Particulars of Offence
RAM KRISHNA, between the 1st of March 2020 and the 20th of March 2020, at Labasa in the Northern Division, unlawfully and indecently assaulted S.C.B by bringing into contact his tongue and her vulva.
[COUNT 2]
Representative Count
Statement of Offence
RAPE: Contrary to section 207 (1) and (2) (a) and (3) of the Crimes Act 2009.
Particulars of Offence
RAM KRISHNA, between the 1st of March 2020 and the 20th of March 2020, at Labasa in the Northern Division, had carnal knowledge of S.C.B, a child below the age of 13 years.
[2] The High Court judge convicted the appellant and sentenced him on 08 November 2022 to a final sentence of twelve (12) years, eleven (11) months and eighteen (18) days imprisonment with a non-parole period of seven (07) years, eleven (11) months and eighteen (18) days.
[3] The appellant’s appeal against conviction is timely.
[4] In terms of section 21(1) (b) of the Court of Appeal Act, the appellant could appeal against conviction only with leave of court. For a timely appeal, the test for leave to appeal against conviction is ‘reasonable prospect of success’ [see Caucau v State [2018] FJCA 171; AAU0029 of 2016 (04 October 2018), Navuki v State [2018] FJCA 172; AAU0038 of 2016 (04 October 2018) and State v Vakarau [2018] FJCA 173; AAU0052 of 2017 (04 October 2018), Sadrugu v The State [2019] FJCA 87; AAU 0057 of 2015 (06 June 2019) and Waqasaqa v State [2019] FJCA 144; AAU83 of 2015 (12 July 2019) that will distinguish arguable grounds [see Chand v State [2008] FJCA 53; AAU0035 of 2007 (19 September 2008), Chaudry v State [2014] FJCA 106; AAU10 of 2014 (15 July 2014) and Naisua v State [2013] FJSC 14; CAV 10 of 2013 (20 November 2013)] from non-arguable grounds [see Nasila v State [2019] FJCA 84; AAU0004 of 2011 (06 June 2019)].
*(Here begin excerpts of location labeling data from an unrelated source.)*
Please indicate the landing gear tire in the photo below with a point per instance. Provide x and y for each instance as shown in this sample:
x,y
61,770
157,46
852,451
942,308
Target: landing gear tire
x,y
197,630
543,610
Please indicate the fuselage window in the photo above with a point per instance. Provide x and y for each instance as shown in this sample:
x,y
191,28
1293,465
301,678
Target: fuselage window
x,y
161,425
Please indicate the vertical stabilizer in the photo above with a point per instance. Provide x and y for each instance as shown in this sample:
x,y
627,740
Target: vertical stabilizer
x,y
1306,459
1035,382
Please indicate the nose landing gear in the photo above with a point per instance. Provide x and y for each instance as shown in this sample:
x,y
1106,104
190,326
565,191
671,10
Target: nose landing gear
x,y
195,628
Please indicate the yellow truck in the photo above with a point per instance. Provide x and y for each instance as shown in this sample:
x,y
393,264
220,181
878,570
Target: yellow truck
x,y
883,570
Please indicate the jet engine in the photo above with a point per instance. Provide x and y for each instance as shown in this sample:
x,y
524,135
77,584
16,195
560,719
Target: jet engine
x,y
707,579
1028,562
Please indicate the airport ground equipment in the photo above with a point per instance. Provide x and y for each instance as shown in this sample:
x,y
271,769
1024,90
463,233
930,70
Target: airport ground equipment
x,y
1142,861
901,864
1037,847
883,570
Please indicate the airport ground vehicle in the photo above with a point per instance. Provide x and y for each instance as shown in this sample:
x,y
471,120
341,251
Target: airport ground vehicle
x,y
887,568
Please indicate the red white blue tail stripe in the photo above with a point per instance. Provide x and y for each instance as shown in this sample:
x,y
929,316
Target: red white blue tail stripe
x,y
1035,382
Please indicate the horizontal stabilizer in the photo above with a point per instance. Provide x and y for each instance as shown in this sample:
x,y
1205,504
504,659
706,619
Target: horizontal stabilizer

[5] The prosecution evidence had been summarised by the trial judge in the sentencing order as follows:
[6] The appellant had preferred 13 grounds of appeal against conviction and his counsel urged all except 09th and 10th grounds at the hearing:
Conviction:
Ground 1:
THAT the Learned Trial Judge erred in law and in facts when convicting the Appellant on one representative count of Sexual Assault and one representative count of Rape when the totality of evidence does not support the charges that the Appellant is guilty beyond a reasonable doubt.
Ground 2:
THAT the Learned Trial Judge erred in law and in facts in its finding that the complainant and her mother’s evidence is probable, credible and truthful when there were material inconsistencies and omission in their evidence which created doubts.
Ground 3:
THAT the Learned Trial Judge erred in law and in fact when he failed to consider the location where the incident took place and the fact that is not possible to for anyone to escape injuries if pushed to the ground as described by the complainant.
Ground 4:
THAT the Learned Trial Judge erred in law and in fact when he failed to consider in his judgment that the complainant’s mother had beaten the complainant 108 times before the complainant agreed to the rumors.
Ground 5:
THAT the Learned Trial Judge erred in fact when it undermined the capability of the complainant in giving account of a false and a fabricated story.
Ground 6:
THAT the Learned Trial Judge erred in law and in fact when he failed to consider in his judgment that the complainant and the supporting witnesses were enemies for the accused person and the complainant were not in talking terms with the accused and his family.
Ground 7:
THAT the Learned Trial Judge erred in law and in fact in its finding that the contradictions and inconsistencies in the complainant’s evidence was due to faulty memory when no evidence was elicited by the complainant that she does not remember the events.
Ground 8:
THAT the Learned Trial Judge erred in law when it gave no weight to the fact the complainant throughout the Trial had concealed the fact that she was having menses and that was the reason why she was not going to a the when it undermined the capability of the complainant in giving account of a false and a fabricated story.
Ground 9:
THAT the Learned Trial Judge erred in fact in its finding that a fabricated story would be a straight forward incident and not series of acts.
Ground 11:
THAT the Learned Trial Judge erred in law and in fact in accepting hearsay evidence from the prosecution witnesses.
Ground 12:
THAT the Learned Trial Judge erred in law and in fact in accepting the justifications for the delay in complainant.
Ground 13:
THAT the Learned Trial Judge erred in law and in fact in its finding that the defence of fabrication and false allegation is extremely improbable when there was proof before the court indicating ulterior motive.
Ground 1
[7] The appellant canvasses his conviction on the basis that it was either unreasonable or could not be supported by evidence.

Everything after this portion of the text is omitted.